In a social media post over the weekend, the Kabataan party-list said the declaration would be reasonable in light of the challenges posed by the blended and distance learning programs.

“Declare an academic break to assess the current education situation, review faculty and student workload, implement a 'no fail' policy, and provide aid to those in need of food, shelter and other necessities. It's also important to move deadlines,” Kabataan party-list Rep. Sarah Elago said in a statement.

Makatwiran lamang ito sa tindi ng pinsala ng kalamidad sa buhay, bahay, imprastruktura ng internet, komunikasyon at iba pang kailangan sa blended distance education,” she added.

[Translation: This is reasonable because of the strong damage brought by the typhoon to our lives, homes, internet infrastructure, communication, and other requirements for blended distance education.]

Advocacy group #MentalHealthPH also appealed for schools to “hear their students” amid the recent crises.

The hashtag #AcademicBreakNow also dominated social media’s top trending topics on Monday, with students from universities such as the University of Makati and Pamantasan ng Lungsod ng Maynila calling for a breather.

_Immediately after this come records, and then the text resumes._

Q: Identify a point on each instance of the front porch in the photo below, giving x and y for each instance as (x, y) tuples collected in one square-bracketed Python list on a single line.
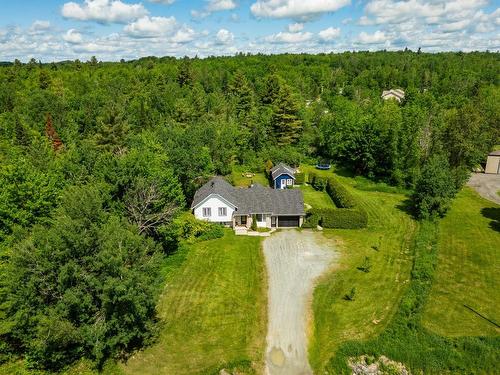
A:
[(263, 221)]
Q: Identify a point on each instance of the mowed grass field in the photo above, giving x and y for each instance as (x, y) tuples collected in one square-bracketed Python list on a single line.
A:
[(468, 269), (378, 292), (213, 310)]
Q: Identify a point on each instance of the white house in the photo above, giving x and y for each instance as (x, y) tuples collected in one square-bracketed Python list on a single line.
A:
[(220, 202), (397, 94)]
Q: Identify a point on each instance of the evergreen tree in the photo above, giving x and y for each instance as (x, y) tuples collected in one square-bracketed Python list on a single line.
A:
[(242, 91), (185, 74), (286, 124), (52, 135), (21, 134)]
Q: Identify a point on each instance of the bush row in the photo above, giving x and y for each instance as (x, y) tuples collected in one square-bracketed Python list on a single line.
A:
[(347, 216), (339, 194), (340, 218)]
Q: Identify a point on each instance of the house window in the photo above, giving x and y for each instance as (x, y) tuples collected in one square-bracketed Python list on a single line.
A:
[(207, 212)]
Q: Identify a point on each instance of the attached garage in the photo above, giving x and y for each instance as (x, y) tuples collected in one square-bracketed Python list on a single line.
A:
[(288, 221), (493, 163)]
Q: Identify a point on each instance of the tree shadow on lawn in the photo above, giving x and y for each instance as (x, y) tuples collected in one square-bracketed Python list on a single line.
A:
[(407, 207), (494, 214)]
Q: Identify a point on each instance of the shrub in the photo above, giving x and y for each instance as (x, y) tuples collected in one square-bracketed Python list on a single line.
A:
[(253, 226), (310, 177), (351, 295), (187, 228), (345, 218), (319, 183), (339, 194), (311, 220), (300, 178)]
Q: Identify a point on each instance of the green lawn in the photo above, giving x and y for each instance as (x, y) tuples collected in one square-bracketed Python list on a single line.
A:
[(316, 199), (378, 292), (468, 269), (239, 179), (213, 310)]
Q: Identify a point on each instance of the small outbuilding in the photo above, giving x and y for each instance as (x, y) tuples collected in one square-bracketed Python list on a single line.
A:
[(397, 94), (493, 163)]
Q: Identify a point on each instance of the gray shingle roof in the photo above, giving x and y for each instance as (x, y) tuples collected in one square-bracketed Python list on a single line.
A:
[(216, 185), (254, 200), (280, 169)]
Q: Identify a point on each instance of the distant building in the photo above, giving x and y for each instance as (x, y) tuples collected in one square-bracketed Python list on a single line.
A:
[(283, 176), (397, 94), (493, 163)]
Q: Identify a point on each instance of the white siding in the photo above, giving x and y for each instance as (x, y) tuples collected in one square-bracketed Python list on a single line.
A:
[(214, 203)]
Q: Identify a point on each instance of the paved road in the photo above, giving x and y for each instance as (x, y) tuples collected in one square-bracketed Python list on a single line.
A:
[(294, 260), (487, 185)]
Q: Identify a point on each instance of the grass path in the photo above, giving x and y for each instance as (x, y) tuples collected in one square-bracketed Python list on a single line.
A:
[(213, 311), (377, 292), (316, 199), (468, 269)]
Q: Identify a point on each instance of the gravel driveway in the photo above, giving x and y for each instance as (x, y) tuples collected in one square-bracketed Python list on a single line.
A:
[(294, 260), (487, 185)]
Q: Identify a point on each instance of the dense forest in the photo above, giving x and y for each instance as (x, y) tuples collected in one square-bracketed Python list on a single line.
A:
[(98, 161)]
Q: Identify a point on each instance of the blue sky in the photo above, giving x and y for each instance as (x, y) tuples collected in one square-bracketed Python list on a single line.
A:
[(52, 30)]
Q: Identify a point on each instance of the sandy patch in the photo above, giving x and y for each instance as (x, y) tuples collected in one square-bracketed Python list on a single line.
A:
[(294, 261), (487, 185)]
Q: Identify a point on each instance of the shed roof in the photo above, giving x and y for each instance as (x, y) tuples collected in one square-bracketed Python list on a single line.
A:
[(255, 199), (280, 169)]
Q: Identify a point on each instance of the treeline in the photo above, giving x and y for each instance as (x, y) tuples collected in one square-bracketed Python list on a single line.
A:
[(97, 160)]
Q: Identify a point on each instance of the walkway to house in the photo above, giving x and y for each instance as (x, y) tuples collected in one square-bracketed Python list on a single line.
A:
[(487, 185), (294, 260), (243, 231)]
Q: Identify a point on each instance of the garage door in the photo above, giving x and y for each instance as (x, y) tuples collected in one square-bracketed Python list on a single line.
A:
[(288, 221)]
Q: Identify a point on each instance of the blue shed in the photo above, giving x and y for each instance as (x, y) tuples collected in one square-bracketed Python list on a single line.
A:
[(283, 176)]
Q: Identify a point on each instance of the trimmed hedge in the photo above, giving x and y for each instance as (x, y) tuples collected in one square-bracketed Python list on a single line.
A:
[(347, 216), (339, 194), (319, 183), (312, 220), (300, 178), (310, 177), (342, 218)]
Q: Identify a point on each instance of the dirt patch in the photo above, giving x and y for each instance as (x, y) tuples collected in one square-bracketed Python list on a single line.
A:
[(294, 261), (487, 185)]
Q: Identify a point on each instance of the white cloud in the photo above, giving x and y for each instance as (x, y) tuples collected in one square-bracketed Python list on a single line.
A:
[(184, 35), (295, 27), (166, 2), (224, 36), (329, 34), (285, 37), (39, 26), (431, 11), (146, 27), (103, 11), (213, 6), (379, 37), (297, 9), (73, 36), (219, 5)]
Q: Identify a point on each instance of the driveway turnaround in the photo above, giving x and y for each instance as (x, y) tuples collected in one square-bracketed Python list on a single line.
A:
[(487, 185), (294, 260)]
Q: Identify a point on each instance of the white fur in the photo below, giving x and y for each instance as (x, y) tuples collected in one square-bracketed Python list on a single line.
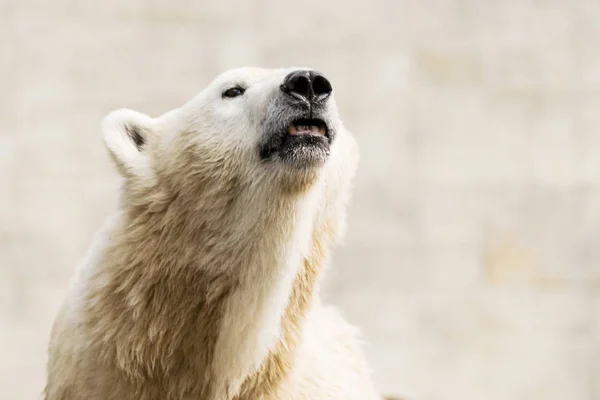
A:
[(327, 362)]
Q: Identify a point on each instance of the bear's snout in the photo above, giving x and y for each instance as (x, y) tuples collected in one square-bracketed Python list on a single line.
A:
[(306, 85)]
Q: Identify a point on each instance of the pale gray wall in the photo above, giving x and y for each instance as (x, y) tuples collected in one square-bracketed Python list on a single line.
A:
[(473, 254)]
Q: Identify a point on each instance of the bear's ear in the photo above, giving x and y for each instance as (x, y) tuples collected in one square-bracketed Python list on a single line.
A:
[(126, 133)]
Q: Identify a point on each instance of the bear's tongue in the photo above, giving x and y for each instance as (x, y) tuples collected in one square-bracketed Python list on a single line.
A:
[(305, 130)]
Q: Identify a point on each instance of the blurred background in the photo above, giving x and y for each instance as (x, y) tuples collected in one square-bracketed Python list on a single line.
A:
[(472, 260)]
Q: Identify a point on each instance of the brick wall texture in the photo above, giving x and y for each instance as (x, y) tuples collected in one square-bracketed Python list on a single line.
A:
[(472, 260)]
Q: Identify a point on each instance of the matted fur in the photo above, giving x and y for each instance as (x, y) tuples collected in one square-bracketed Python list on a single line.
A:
[(204, 283)]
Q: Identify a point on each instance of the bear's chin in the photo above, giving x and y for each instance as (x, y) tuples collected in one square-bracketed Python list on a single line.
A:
[(304, 151), (297, 151)]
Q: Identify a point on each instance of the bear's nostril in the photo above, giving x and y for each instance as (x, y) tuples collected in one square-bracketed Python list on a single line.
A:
[(308, 85), (320, 85), (297, 83)]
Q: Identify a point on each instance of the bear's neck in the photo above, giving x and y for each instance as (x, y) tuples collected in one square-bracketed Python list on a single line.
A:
[(221, 300)]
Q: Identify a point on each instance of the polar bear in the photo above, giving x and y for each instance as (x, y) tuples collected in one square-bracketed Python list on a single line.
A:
[(204, 283)]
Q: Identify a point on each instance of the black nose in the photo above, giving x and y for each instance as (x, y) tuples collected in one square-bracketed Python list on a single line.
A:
[(306, 84)]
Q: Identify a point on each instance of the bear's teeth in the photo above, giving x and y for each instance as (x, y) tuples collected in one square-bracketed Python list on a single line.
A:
[(305, 130)]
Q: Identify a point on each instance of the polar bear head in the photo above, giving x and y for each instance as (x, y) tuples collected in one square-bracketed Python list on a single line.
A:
[(250, 125)]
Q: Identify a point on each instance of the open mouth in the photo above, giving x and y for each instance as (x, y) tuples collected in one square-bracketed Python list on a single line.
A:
[(305, 126)]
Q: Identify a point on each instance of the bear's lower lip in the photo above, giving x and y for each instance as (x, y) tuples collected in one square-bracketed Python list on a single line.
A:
[(305, 126)]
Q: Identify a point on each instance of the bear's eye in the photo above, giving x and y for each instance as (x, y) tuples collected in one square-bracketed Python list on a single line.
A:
[(234, 92)]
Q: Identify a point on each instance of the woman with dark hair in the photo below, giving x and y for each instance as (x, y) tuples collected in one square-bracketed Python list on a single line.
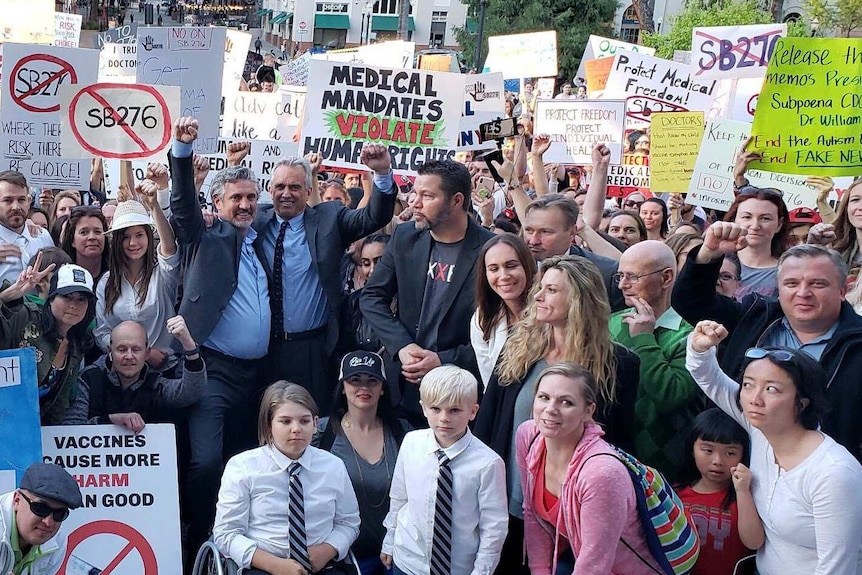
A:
[(365, 434), (806, 487), (141, 282), (654, 213), (84, 240), (763, 215), (59, 330), (504, 275)]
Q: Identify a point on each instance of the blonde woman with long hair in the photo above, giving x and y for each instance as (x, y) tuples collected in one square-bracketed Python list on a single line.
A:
[(566, 320)]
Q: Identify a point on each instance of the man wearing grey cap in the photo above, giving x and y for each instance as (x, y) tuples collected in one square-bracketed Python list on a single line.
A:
[(30, 519)]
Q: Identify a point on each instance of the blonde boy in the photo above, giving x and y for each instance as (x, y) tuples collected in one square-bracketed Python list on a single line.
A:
[(448, 508)]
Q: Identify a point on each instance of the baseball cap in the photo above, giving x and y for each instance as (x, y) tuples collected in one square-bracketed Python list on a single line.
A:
[(804, 215), (71, 278), (52, 482), (359, 362)]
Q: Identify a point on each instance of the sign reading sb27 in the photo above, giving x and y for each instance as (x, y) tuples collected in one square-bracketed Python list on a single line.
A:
[(122, 121), (734, 51)]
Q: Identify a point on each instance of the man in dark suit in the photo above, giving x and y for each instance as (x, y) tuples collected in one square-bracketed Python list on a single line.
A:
[(302, 249), (429, 265)]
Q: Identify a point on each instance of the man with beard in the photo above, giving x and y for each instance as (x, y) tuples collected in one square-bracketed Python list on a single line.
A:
[(429, 266), (17, 243)]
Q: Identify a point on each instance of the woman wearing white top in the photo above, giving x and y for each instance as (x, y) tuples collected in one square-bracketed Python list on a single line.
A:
[(504, 274), (806, 487), (139, 285)]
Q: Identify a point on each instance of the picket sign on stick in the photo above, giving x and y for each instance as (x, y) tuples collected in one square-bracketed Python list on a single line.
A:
[(122, 121), (734, 51)]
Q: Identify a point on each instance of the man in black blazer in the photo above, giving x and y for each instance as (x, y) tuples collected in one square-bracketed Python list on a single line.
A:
[(430, 266), (305, 288)]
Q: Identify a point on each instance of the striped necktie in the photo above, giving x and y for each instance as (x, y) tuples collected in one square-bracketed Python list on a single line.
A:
[(441, 544), (296, 518)]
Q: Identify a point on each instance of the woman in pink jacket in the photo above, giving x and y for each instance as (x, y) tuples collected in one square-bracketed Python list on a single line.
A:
[(577, 493)]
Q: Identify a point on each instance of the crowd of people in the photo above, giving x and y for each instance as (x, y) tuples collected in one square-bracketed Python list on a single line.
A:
[(415, 377)]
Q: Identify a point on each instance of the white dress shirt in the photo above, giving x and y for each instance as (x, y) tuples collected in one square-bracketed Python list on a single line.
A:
[(29, 244), (158, 307), (480, 517), (252, 510)]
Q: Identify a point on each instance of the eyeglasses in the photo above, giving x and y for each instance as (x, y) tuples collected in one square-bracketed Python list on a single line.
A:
[(43, 510), (776, 354), (633, 278)]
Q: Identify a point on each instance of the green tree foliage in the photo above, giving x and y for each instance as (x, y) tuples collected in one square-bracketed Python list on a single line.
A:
[(696, 15), (840, 17), (574, 21)]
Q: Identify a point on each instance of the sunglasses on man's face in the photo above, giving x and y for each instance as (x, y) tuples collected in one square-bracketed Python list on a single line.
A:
[(43, 510)]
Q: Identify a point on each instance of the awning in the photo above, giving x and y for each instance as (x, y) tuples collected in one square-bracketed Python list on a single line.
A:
[(332, 21), (390, 24)]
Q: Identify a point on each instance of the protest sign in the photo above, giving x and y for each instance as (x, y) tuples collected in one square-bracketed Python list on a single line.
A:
[(630, 176), (576, 125), (130, 521), (193, 59), (236, 48), (809, 112), (67, 29), (532, 55), (30, 129), (484, 102), (123, 121), (416, 113), (126, 34), (27, 21), (734, 51), (599, 47), (20, 437), (651, 85), (712, 181), (674, 141), (263, 115)]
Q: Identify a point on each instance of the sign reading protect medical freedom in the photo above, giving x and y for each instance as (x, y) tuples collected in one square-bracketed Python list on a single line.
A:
[(415, 113)]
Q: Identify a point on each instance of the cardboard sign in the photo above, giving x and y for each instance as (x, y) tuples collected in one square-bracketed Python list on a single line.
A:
[(20, 436), (651, 85), (415, 113), (67, 29), (734, 51), (130, 521), (808, 114), (193, 59), (484, 102), (674, 141), (576, 125), (532, 55), (123, 121), (30, 129), (262, 115)]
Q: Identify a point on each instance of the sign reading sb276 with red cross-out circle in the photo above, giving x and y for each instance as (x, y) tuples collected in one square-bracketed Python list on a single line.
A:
[(123, 121)]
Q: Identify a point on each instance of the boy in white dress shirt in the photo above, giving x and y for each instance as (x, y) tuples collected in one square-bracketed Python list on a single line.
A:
[(448, 507)]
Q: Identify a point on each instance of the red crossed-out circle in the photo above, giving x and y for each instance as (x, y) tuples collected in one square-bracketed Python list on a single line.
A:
[(145, 152), (65, 67), (136, 542)]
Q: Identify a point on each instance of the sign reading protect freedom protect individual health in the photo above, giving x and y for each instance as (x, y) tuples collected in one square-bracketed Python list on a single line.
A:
[(809, 113)]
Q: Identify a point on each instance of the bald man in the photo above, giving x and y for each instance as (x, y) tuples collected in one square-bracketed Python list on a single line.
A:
[(668, 399), (120, 388)]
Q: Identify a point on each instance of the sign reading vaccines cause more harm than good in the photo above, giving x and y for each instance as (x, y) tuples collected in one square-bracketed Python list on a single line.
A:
[(652, 85), (415, 113), (20, 436), (734, 51), (130, 523), (575, 126), (809, 113), (193, 59), (122, 121), (30, 127)]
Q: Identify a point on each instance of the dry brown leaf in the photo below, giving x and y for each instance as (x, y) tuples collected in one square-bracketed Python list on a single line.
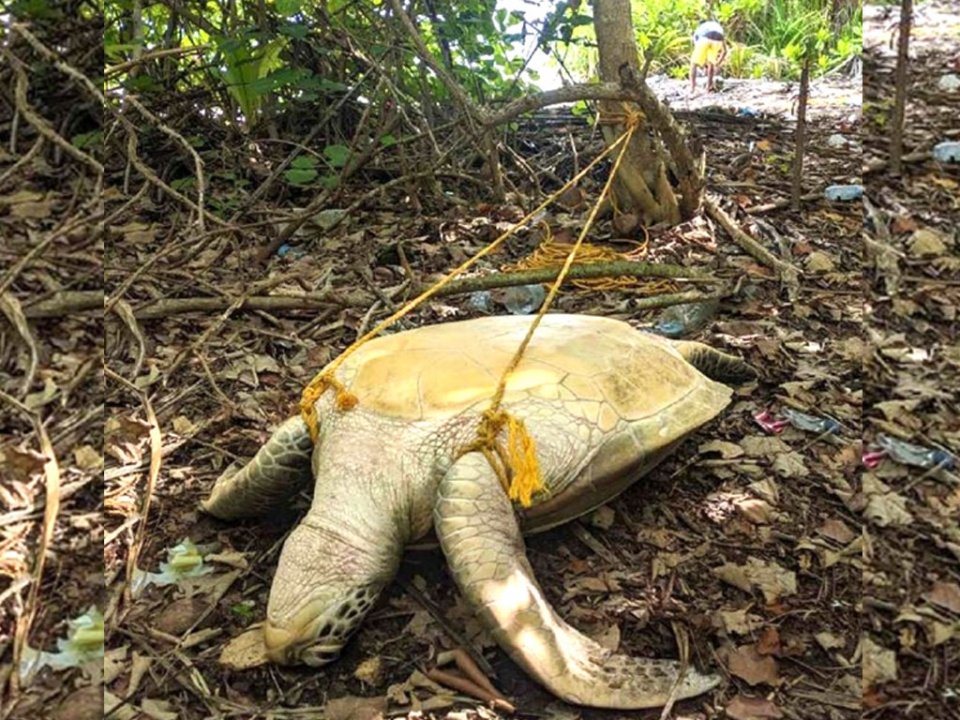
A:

Some universities in Metro Manila, including the University of the Philippines, University of Santo Tomas, and Ateneo de Manila University, have earlier announced week-long suspension of classes to allow a recovery period for members of their communities.

'Academic easing' instead of 'academic freezing'

Education Undersecretary Diosdado San Antonio emphasized the class suspensions declared by local government units due to Typhoon Ulysses act as an 'academic freeze' for students, especially those who are affected by the calamity.

San Antonio underscored the importance of 'academic easing,' which he said the Department of Education advocated after it observed students felt 'overwhelmed' during the first weeks of blended classes. He added that the DepEd talked to teachers and school officials to be more considerate in giving assignments to students, and not be too strict in meeting deadlines.

Schools and universities in the country have earlier switched to online and blended learning programs due to the COVID-19 pandemic.

"When we monitored the first few weeks of classes, we noted that learners are overwhelmed not because the requirements were really overwhelming. We realized the seven months of disengagement from learning activities somehow aggravated this," San Antonio told CNN Philippines' Rico Hizon on Monday night.

Joel Santos, co-founder of Thames International School, supported the idea of integrating 'academic easing' among students to respond to their mental health concerns while studying at home.

"Even if learning continues online, we would like to request to give at least one day to allow socialization for students. We should also take note of the mental and wellness effect of the students, the more we keep them in our houses," Santos appealed.

San Antonio assured DepEd is studying the possibility of mixing blended learning and limited face-to-face classes by January 2021, which will be first implemented in COVID-19 low-risk areas.